Le cardinal Francis Arinze, délégué du pape Jean Paul II aux festivités marquant le centenaire de la présence de l’église au Malawi, a plaidé pour une redistribution équitable des richesses du pays, estimant qu’un «petit groupe de personnes ne devrait pas avoir le monopole de la gestion de cette richesse». Les chefs religieux catholiques, protestants et musulmans du Malawi ont régulièrement dénoncé depuis plusieurs années la mauvaise politique sociale du pouvoir. Ils appellent également à une redistribution des richesses nationales et au combat contre la corruption qui gangrène la société.

Mgr Arinze qui intervenait devant quelque 30’000 personnes, dont le président Bakily Muluzi, a estimé qu’il ne peut avoir de justice et de paix tant que «d’autres vivent dans un désert de pauvreté et de chômage». Faisant remarquer que les pauvres sont les premières et plus grandes victimes de la corruption et de la fraude à grande échelle dans le pays, il a appelé a lutter radicalement contre ces fléaux sociaux. Il a aussi rendu hommage à l’Eglise au Malawi qui apprend aux chrétiens à être «de bons citoyens et d’honnêtes serviteurs du bien public». Il a aussi appelé les Malawites à lutter contre le sida, qui affecte 14% de la population, par la chasteté et l’abstinence.

L’Eglise a provoqué le déclic vers la démocratie

Au plan politique, le délégué du Vatican a salué les sept évêques du Malawi qui, en 1992, ont publié une lettre pastorale très dure, dénonçant la dictature, la violation incessante des droits de l’Homme, ainsi que l’injustice sociale entre riches et pauvres. Cette lettre pastorale a été le déclic ve5s l’instauration de la démocratie. Les réactions qui ont suivi avaient abouti à l’instauration du multipartisme, puis à une élection présidentielle démocratique, transparente et régulière, remportée en 1994 par Bakili Muluzi, un ancien opposant au président Kamuzu Banda.

Intervenant de son côté, le président Muluzi, musulman, a remercié les évêques du Malawi pour leur lettre pastorale de 1992. Il a souligné que cette action «ne sera jamais oubliée dans l’histoire du Malawi moderne».

La célébration des cent ans de l’Eglise catholique a eu lieu dans un stade archi-comble et a duré plus de trois heures, avec des rythmes et chants traditionnels du pays.

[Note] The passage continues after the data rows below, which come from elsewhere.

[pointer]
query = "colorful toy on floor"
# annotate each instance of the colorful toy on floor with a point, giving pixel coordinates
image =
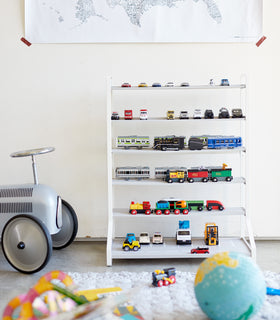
(229, 286)
(164, 277)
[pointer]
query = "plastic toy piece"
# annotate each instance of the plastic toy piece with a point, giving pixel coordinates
(224, 82)
(157, 238)
(143, 114)
(183, 234)
(115, 116)
(164, 277)
(128, 115)
(214, 205)
(145, 208)
(126, 85)
(211, 234)
(170, 115)
(142, 84)
(51, 222)
(200, 250)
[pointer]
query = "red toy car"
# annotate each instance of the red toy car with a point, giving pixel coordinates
(128, 114)
(200, 250)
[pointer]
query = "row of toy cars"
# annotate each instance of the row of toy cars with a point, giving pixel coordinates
(177, 174)
(184, 115)
(224, 82)
(177, 143)
(174, 206)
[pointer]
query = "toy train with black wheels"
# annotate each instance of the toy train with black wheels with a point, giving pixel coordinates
(172, 142)
(177, 174)
(174, 206)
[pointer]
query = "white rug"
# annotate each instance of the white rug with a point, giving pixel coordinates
(173, 302)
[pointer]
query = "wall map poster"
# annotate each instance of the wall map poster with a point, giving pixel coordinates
(84, 21)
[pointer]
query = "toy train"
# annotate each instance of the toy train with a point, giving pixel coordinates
(174, 206)
(173, 142)
(179, 174)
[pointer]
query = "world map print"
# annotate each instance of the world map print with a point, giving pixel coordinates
(142, 20)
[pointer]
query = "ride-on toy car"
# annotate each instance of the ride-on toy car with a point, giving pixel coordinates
(34, 220)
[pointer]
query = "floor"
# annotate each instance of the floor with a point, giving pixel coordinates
(91, 256)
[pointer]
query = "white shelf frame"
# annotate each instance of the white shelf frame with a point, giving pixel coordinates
(245, 244)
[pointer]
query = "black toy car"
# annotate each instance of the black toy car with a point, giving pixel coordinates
(223, 113)
(208, 114)
(237, 113)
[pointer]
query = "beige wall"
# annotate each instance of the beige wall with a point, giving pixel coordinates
(55, 95)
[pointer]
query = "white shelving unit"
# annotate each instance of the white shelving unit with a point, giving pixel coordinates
(235, 232)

Fin de la traite des esclaves grâce aux protestants

Les premiers missionnaires catholiques sont arrivés au Malawi au tout début du siècle dernier. Venus de Monfort, ils ont succédé à des missionnaires de l’Eglise protestante d’Ecosse. Ces derniers avaient fortement contribué à mettre un terme à la traite des esclaves que pratiquaient sur place les Arabes.

En un siècle de présence, l’Eglise catholique a réussi à s’imposer et à être reconnue dans le pays. Elle est considérée aujourd’hui par beaucoup comme la porte-parole de la population.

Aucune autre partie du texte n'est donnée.